Wien. Das Europahaus ist einmal mehr Schauplatz für regen Gedankenaustausch zwischen Jung und Alt, Ost und West. Generationen treffen zusammen, die Teilnehmer kommen aus den entferntesten Ecken Europas. Es geht um Austausch, um Interaktion. Europa soll schließlich  zusammenwachsen.

Musik als Mediator innerer Strukturen
Musik als Mediator innerer Strukturen
Bild: EC
Es ist der amerikanische Politologe Dr. Milton C. Cummings, der für kulturelle Diplomatie eine überaus interessante Definition gefunden hat. Demzufolge geht es dabei um den Austausch von Ideen, Informationen, Werten, Traditionen, Überzeugungen und andere Aspekte der Kultur, mit der Absicht der Förderung und des gegenseitigen Verständnisses. Softskills sind gefragt, diese gelten ohne zu übertreiben als die ultimative Schlüsselkomponente der unaufhörlich voranschreitenden Globalisierung. Interkulturelle und bilaterale Beziehungen jedoch basieren auf einer toleranten, offenen Gesellschaft, es braucht ein tieferes Verständnis, welches über Europa hinausreicht.

Musik verbindet

Robert Pobitschka (Präsident UNESCO Club Vienna) bezeichnet Musik als Mediator innerer Strukturen. Musik ist ein vorzüglicher, altbewährter Informationsträger, alles Leben, alle Technik hat ihren ureigensten Sound.
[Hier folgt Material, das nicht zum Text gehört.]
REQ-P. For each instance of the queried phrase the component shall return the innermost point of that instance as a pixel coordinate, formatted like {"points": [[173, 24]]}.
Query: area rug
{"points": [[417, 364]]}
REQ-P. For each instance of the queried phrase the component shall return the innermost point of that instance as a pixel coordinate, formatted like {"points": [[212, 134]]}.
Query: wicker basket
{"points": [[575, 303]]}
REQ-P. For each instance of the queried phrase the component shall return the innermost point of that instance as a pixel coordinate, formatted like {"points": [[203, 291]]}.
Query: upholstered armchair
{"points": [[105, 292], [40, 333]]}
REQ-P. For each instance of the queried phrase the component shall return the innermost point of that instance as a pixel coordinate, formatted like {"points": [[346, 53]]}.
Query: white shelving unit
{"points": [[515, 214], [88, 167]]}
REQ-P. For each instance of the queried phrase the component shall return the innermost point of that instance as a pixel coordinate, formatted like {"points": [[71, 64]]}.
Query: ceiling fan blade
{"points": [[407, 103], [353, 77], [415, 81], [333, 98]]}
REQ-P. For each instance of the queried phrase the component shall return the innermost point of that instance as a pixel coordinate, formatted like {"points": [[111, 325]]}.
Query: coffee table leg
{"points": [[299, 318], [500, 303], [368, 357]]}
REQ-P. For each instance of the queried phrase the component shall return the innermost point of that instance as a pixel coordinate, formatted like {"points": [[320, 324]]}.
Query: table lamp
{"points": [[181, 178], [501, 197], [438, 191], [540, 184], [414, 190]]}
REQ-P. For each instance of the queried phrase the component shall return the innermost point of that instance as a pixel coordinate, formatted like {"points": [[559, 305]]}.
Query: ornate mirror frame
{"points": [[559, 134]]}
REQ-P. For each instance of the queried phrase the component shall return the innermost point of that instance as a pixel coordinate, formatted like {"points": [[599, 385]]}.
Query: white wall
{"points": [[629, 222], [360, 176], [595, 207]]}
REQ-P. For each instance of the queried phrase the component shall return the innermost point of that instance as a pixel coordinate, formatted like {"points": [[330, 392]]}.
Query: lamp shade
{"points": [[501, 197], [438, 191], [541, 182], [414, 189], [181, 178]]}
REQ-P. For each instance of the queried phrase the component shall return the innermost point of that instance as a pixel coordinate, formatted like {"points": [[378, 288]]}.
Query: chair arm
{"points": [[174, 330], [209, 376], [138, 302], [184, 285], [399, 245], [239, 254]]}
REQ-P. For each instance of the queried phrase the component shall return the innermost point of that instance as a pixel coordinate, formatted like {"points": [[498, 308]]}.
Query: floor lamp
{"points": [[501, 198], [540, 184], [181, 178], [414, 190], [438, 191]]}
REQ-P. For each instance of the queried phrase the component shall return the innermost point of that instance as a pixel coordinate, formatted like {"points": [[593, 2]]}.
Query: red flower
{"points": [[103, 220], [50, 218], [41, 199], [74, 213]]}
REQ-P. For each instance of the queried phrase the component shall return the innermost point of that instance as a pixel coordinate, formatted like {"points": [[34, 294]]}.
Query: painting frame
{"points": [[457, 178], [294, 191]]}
Das gilt für Tiere, Autos und Lebewesen gleichermaßen. Sound ist Information - Sound charakterisiert. Der Ton macht die Musik, Musik als kleinster gemeinsamer Nenner zwischen unterschiedlichen Kulturen verbindet Völker und Nationen. Zugleich werden durch Musik emotionale Blockaden gelöst. Dem pulsierenden Rhythmus in Discotheken räumt der Experte einen hohen Stellenwert ein, der Slogan von „sich den Kopf frei tanzen“ kommt nicht von ungefähr, er bezeichnet Musik als auslösenden Aktivator und gewissermaßen als Religion für sich. Und so darf es nicht verwundern, dass Musik global als charakteristisches Kulturgut gehandelt wird.

Bildung ist Kapital

Verständnis basiert auf Kultur und Bildung. In Europa ist es mit der gemeinsamen Verantwortung nicht allzu weit her, mit der Völkerverständigung will es einfach nicht so recht klappen. Das liegt mitunter am nationalen Egoismus, vielfach gibt es sprachliche Barrieren. Es gibt weit reichende Übersetzungsprobleme. Barrieren sind nun mal am ehesten durch gezielte Bildung zu überwinden. Doch leider geht das europäische Bildungssystem zielsicher am Alltag vorbei, an den Universitäten ist es keinen Wink besser. Dabei ist anzumerken, dass Bildung ausschließlich in der Verantwortung der Zivilgesellschaft liegt, Regierungen sind dafür denkbar ungeeignet. Brücken zu schlagen wäre wichtig, die Nationalisierung der Kultur ist der falsche Weg. Vielleicht sollten wir uns öfter mal fragen, wo unser Beitrag zur Menschheit bleibt. Grenzen trennen Europa, hier wäre anzusetzen. Kultur ist eine sinnvolle Alternative. Denn Europa funktioniert in erster Linie dank Kultur, die Welt hingegen durch Technik. So die bildliche Aussage von Erhard Busek, Vorsitzender des Instituts für den Donauraum und Zentraleuropa zu diesem Thema.

Multikultureller Respekt für Europa

Lernen für das Leben. Wissenstransfer hat einen höheren Stellenwert denn je zuvor. Es beginnt bereits in der frühen Kindheit, Eltern sind gleichsam die ersten Diplomaten für Bildung und Vertrauen. Soziale Integration, so lautet das Stichwort. Gerade die Erfahrungen in jungen Jahren prägen das spätere Leben. Es geht darum, im Laufe der Jahre die eigene Identität zu finden und in Folge zu festigen. Das reicht vom Elternhaus über Schule und Universität hin in den Berufsalltag, es geht um einen lebenslangen Lernprozess. Elternhaus, Geschlecht, Herkunft und weitere Entwicklung entscheiden über die gesellschaftliche Akzeptanz. Harte Fakten versus Softskills, doch gerade letztere sind für den interkulturellen Austausch unersetzlich. Toleranz und Respekt den Mitmenschen gegenüber ist eine der Grundvoraussetzungen, um Barrieren erfolgreich zu überwinden. Erziehung und Bildung sind gleichermaßen Menschenrechte vor dem Hintergrund der Nachhaltigkeit. Und wenn es damit gar nicht klappt, bleibt noch immer die nonverbale Kommunikation: Mit Tanz und Musik lassen sich Emotionen genauso ausdrucksstark darstellen, lediglich bei den doch etwas komplexeren Themen wird die Sache vereinzelt etwas undurchsichtig.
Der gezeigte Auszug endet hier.